On a more detailed level, he made some jokes about areas of work that could replace human labor with artificial intelligence. In the 2024 movie evil“, which he saw on the plane to the conference: “I see why we pay an extra $180 a day when they look so plastic, and not only do we pay them $180 a day, but we have to shut them down and we have to feed them and we have to deal with their complaints when it gets too hot? Why don’t we just make it?” Regarding the results of true-crime entertainment documentaries: “Why would some poor guy sit there on an instrument and do that pattern when all we have to do is feed him [to an AI tool]?”

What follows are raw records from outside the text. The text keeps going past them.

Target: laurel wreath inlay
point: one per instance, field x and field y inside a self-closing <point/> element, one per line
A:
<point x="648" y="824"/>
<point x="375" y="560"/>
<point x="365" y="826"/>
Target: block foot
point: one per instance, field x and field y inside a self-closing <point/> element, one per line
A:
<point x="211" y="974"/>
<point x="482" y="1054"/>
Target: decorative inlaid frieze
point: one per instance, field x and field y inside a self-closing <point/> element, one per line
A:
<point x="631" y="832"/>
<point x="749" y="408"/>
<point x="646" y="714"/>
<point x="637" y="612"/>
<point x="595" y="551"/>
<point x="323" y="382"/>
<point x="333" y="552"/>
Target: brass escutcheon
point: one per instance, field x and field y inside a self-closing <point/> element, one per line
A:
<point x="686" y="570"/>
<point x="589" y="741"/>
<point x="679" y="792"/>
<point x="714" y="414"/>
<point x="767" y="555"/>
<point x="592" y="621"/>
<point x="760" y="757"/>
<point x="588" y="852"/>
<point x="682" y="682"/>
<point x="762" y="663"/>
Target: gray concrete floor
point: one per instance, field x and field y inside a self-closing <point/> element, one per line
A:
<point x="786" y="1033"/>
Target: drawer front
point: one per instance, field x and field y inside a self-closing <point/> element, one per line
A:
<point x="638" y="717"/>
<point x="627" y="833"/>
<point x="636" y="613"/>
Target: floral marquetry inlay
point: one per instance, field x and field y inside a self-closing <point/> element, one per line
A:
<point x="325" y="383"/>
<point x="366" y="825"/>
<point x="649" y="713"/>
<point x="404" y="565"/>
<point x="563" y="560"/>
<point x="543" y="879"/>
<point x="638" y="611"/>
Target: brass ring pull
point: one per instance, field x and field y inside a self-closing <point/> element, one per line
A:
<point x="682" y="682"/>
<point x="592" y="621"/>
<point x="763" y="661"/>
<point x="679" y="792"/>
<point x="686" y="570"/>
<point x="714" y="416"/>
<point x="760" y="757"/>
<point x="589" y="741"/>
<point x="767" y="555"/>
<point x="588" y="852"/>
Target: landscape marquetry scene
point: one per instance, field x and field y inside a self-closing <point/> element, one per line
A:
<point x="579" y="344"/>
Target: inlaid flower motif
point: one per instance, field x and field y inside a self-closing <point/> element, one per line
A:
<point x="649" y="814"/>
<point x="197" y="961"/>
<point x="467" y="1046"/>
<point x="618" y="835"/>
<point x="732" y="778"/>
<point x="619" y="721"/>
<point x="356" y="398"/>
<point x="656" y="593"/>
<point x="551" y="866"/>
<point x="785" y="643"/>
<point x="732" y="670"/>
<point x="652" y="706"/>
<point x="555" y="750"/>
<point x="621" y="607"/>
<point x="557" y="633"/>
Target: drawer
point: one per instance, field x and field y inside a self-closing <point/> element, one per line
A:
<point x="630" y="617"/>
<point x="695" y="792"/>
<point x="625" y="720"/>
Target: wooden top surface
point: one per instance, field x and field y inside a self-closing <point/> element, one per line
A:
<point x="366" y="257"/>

But Schrader was also clear that he believed that at some point his skills might be replaced by artificial intelligence. He described asking ChatGPT to produce a text idea in his style and seeing him produce a story idea called Collection agencyabout a former Catholic working as a medical debt collector who comes across a girl who tells an old secret. (In another Schrader-like touch, the man records a daily diary into a tape recorder while staying in cheap commercial hotels.)
“I can send it. I know the response I’ll get: That’s a second-rate Shredder…but he’ll be a first-rate Shredder soon enough.” “And it’s really top notch,” he joked NCIS“.
Schrader isn’t the only one who envisions a future where studios could try to mint artificial stars. The performers’ union SAG-AFTRA was concerned enough about this possibility that in recent contract negotiations it extracted a commitment from studios not to use artificial performers over human performers unless it provided “significant additional value” to the project.